In the UK, NESO estimates curtailment costs could reach £8 billion by 2030, directly inflating household expenses.
When additional nameplate capacity (the maximum output rating) is built—often encouraged by subsidies—only to be consistently paid to shut off, it creates a cycle of inefficiency. Developers overbuild to maximize subsidies, but the grid can’t integrate it all, leading to more curtailments and higher system costs. Globally, studies show that high curtailment reduces the economic value of renewables by forcing backup from pricier sources like gas peakers.
In regions with aggressive renewable targets, this can paradoxically raise wholesale prices during low-production periods, offsetting the low marginal costs of wind and solar.
For consumers, it means paying twice: once for building excess capacity and again for compensating it not to run. Proponents claim renewables still drive down overall prices through merit-order effects, but critics highlight that levelized cost of energy (LCOE) figures ignore these integration expenses, making the “cheap” renewables narrative misleading.
In essence, without massive investments in storage and transmission—estimated in the trillions globally—these costs will keep climbing, burdening ratepayers while environmental gains stall.
The Absurdity in Scotland: Diesel Generators to “Turn On” Wind Farms?

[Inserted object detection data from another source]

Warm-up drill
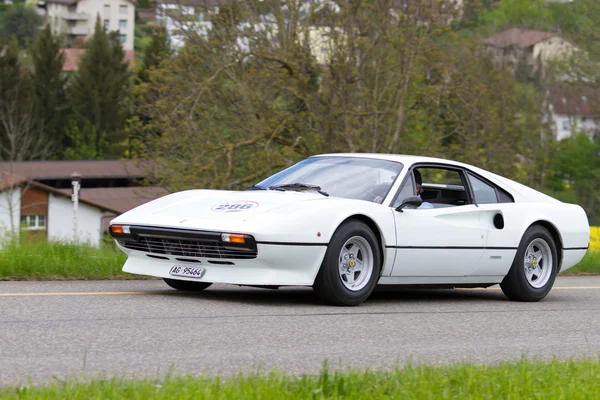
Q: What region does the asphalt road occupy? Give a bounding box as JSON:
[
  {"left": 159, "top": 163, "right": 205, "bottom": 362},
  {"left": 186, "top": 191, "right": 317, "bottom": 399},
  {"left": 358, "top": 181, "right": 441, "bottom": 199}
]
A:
[{"left": 0, "top": 277, "right": 600, "bottom": 385}]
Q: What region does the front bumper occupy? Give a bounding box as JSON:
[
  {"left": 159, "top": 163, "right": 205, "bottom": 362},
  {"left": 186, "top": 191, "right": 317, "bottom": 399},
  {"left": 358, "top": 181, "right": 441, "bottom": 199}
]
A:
[{"left": 117, "top": 243, "right": 327, "bottom": 286}]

Adding fuel to the fire—literally—is the ongoing scandal in Scotland, where wind farms have reportedly used diesel generators not just for backup, but in ways that raise eyebrows about subsidy gaming. As highlighted in discussions on Energy News Beat, operators have deployed diesel units to “fire up” turbines during calm periods, ostensibly to maintain operations or de-ice blades, but critics argue it’s to qualify for capacity payments or subsidies tied to availability rather than actual output.
This irony—burning fossil fuels to support “green” wind power—exemplifies the flaws in incentive structures. In one case, millions of trees were felled for wind developments, only for diesel to bridge the gaps, all while taxpayers foot the bill.
Such practices aren’t isolated; they reflect a broader issue where subsidies prioritize installation over integration. Scotland, with its high wind potential, leads in UK curtailments, with payments hitting £380 million in recent years.
As ENB has pointed out, this “renewable reckoning” questions the viability of wind and solar without addressing these absurdities.
A Wake-Up Call for Energy Policy
Britain’s £1 billion-plus payout to idle wind farms in 2025 isn’t just a number—it’s a symptom of a rushed transition ignoring grid realities. While curtailment is increasingly normal globally, the UK’s payment model amplifies costs, passing them straight to consumers amid overbuilt capacity. Add in bizarre diesel dependencies in Scotland, and the picture is clear: Without prioritizing storage, transmission, and smarter incentives, the net zero dream risks becoming a costly nightmare. As 2025 draws to a close, policymakers must confront these inefficiencies, or risk eroding public support for renewables altogether.